The expression a / 2 creates a new array which initially contains the values you expect ([1,2,3]) however the contents of that array are immediately overwritten by a broadcast assignment with the contents in the right hand side array.

Let's break down the entire expression, Julia can help us:

julia> :(a .= a/2 .= o = a .* 2)
:(a .= (a / 2 .= (o = a .* 2)))

By looking at the parentheses inserted when the Expr is printed we see the subexpressions a bit more clearly. As you can see the top expression is a .= (result of everything on RHS).

Let's evaluate it in the REPL:

julia> o = a .* 2
3-element Vector{Int64}:
 2
 4
 6
   
julia> a / 2 .= (o = a .* 2)
3-element Vector{Float64}:
 2.0
 4.0
 6.0
                  
julia> a .= (a / 2 .= (o = a .* 2))
3-element Vector{Int64}:
 2
 4
 6

As you can see the array created by a / 2 is a Float64 array and the values are therefore converted and then converted back to Int64 when put into a.
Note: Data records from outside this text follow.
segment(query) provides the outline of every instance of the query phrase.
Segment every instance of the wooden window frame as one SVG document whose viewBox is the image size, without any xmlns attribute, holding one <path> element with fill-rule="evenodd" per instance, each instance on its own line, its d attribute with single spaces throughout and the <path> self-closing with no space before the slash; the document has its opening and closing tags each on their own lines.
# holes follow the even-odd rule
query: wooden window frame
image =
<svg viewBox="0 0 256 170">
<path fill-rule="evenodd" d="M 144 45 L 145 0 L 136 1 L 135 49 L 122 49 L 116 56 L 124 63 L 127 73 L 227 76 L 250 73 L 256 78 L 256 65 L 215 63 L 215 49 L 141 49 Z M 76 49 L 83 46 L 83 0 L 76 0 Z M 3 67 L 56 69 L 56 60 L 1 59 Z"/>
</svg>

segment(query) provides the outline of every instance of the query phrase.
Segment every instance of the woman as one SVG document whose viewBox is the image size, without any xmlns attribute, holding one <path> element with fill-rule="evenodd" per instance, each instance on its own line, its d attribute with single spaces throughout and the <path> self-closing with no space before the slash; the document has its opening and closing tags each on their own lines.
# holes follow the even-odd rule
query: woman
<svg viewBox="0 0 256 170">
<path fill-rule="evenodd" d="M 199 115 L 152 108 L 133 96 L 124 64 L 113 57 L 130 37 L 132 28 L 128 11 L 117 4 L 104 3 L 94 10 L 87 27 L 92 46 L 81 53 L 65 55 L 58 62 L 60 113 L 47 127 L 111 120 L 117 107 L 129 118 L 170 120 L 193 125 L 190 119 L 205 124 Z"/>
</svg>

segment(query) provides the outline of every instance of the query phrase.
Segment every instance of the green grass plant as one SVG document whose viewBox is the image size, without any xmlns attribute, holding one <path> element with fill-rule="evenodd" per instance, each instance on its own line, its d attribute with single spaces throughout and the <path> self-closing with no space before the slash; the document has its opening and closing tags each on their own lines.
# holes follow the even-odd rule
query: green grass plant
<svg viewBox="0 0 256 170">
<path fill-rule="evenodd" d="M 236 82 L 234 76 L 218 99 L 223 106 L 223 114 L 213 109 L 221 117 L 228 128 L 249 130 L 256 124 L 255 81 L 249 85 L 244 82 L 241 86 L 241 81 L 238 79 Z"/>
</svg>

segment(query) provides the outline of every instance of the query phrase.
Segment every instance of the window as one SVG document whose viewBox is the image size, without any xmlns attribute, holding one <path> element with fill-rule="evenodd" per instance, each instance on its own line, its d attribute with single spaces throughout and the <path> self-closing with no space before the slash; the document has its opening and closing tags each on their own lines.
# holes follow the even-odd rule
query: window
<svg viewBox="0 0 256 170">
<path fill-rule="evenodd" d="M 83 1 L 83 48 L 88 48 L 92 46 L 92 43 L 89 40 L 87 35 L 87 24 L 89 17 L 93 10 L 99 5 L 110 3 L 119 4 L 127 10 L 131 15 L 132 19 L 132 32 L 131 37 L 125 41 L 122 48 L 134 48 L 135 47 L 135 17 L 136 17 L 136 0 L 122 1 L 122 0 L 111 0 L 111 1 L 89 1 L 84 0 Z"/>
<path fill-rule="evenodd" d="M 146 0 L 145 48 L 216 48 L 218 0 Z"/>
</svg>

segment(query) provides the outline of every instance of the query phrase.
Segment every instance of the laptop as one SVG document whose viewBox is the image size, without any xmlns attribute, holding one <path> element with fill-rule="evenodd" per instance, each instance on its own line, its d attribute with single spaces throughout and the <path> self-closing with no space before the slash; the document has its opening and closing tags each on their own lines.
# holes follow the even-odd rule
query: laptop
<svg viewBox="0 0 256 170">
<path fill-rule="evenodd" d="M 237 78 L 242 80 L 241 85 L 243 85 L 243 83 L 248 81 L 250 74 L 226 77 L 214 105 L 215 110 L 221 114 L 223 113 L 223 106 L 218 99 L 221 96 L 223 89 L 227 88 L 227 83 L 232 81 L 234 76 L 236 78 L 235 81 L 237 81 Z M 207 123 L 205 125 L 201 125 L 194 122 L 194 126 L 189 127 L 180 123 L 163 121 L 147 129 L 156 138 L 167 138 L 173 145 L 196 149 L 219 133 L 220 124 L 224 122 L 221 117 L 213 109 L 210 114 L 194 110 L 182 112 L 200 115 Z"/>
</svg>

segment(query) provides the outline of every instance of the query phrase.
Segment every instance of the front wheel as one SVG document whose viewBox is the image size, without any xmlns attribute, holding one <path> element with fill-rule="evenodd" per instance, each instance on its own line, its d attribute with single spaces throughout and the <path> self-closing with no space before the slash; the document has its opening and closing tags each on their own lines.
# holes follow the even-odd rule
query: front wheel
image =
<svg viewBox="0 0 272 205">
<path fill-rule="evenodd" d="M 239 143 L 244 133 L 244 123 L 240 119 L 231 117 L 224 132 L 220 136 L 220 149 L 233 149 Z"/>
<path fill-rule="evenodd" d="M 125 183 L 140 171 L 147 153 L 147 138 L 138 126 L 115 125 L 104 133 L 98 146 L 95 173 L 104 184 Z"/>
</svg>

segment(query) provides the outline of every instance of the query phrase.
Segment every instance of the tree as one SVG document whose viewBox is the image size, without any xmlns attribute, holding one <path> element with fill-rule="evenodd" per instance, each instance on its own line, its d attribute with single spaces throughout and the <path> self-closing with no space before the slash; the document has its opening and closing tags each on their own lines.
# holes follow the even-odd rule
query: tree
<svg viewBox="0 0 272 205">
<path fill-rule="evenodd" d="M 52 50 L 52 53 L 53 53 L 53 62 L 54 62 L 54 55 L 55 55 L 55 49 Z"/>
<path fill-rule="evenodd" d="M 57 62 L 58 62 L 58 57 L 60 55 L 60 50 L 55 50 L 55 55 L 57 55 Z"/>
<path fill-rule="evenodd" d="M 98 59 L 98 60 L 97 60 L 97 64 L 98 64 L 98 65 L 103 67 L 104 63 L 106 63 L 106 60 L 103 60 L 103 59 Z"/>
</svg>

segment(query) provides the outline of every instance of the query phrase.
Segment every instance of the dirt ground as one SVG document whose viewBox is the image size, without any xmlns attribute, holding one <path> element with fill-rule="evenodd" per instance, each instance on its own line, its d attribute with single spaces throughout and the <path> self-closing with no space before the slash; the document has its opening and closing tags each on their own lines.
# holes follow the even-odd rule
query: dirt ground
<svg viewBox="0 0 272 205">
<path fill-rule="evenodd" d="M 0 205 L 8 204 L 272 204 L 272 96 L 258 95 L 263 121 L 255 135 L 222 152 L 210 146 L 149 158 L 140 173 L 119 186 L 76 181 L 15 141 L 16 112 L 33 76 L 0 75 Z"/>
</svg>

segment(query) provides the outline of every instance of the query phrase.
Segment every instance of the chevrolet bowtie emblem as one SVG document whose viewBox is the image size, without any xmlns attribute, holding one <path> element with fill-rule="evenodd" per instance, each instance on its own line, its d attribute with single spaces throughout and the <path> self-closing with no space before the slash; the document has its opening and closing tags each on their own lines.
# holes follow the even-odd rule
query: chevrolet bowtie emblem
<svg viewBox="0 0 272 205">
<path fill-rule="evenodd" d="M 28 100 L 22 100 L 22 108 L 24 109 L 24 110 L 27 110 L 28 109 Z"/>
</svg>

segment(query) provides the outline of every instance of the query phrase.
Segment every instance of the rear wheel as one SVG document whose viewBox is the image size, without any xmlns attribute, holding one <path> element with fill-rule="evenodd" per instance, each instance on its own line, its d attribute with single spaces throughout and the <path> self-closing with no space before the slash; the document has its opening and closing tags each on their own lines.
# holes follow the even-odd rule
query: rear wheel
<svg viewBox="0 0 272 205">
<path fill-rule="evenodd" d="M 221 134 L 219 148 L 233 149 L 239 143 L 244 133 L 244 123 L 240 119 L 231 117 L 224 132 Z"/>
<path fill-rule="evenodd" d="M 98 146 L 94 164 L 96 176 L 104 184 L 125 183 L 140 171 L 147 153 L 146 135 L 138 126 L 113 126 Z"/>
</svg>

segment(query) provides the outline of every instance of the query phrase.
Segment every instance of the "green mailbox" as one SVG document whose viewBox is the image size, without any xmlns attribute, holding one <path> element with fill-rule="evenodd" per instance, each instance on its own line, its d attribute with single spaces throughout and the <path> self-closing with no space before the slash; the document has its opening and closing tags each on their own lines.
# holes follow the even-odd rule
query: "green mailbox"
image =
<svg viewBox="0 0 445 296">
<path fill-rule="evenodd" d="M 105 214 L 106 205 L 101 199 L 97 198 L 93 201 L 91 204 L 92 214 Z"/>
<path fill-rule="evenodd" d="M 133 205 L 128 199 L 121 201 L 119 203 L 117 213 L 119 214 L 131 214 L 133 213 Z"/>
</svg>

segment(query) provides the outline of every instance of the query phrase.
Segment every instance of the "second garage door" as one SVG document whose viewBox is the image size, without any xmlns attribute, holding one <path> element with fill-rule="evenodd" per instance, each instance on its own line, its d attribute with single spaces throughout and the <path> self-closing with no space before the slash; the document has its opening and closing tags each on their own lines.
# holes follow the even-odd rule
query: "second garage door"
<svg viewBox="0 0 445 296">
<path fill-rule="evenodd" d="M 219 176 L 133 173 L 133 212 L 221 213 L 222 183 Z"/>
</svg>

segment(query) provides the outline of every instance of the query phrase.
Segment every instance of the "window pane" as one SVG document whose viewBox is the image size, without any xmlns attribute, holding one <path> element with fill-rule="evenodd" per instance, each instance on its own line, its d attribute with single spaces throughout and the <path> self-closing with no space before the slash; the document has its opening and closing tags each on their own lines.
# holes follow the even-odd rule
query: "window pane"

We can make the right hand side expression even more explicit by using Meta.show_sexpr.

julia> :(a/2 .= o = a .* 2) |> Meta.show_sexpr
(:.=, (:call, :/, :a, 2), (:(=), :o, (:call, :.*, :a, 2)))

let's add some whitespace for clarity:

(:.=,
  (:call, :/, :a, 2),
  (:(=),
    :o,
    (:call, :.*, :a, 2)))

so this expression is broadcast assigning to the value that is returned by calling the / function on the arguments a and 2. The value that is assigned is what the assignment o = a * 2 returns.